No. Jurisdiction over the parties is required regardless of the type of action – whether the action is in personam, in rem, or quasi in rem. To satisfy the requirement of due process, jurisdiction over the parties in in rem and quasi in rem actions is required. [de pedro v. romasan]
What are the classes of jurisdiction of the courts?
(i) General – courts take cognizance of all causes, civil or criminal, except those assigned to special courts;
- a court of general jurisdiction is presumed to be acting within its jurisdiction unless contrary is shown.
(ii) Special or Limited – that which is confined to particular causes, or which can be exercised only under limitations and circumstances prescribed by statute (Yu Lay vs. Galmes, 40 Phil 651);
- a court of limited jurisdiction has only the jurisdiction expressly delegated and must appear from the record that its acts are within its jurisdiction
(iii) Original – power of the court to take judicial cognizance of a case instituted for judicial action or the first time under conditions provided by law.

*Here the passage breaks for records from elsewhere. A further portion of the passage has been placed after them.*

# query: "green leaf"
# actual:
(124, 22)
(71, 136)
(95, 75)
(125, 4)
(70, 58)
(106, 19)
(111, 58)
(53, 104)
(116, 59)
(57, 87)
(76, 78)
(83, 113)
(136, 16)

(iv) Appellate – authority of a court higher in rank to re-examine the final order or judgment of a lower court which tried the case now elevated for judicial review
(v) Exclusive – that which is confined to a particular court to the exclusion of the other courts.
(vi) Concurrence/confluent/coordinate – when two or more courts exercise jurisdiction over the same subject matter and within the dame territory and the litigant may elect either court.
What is the meaning of a court and a judge?
Courts are judicial tribunals in the administration or dispensation of justice. They exist to resolve and end disputes in accordance with the law peacefully, orderly, authoritatively, definitely and finally. A judge is a public officer appointed to preside over the court for the purpose of administering the law.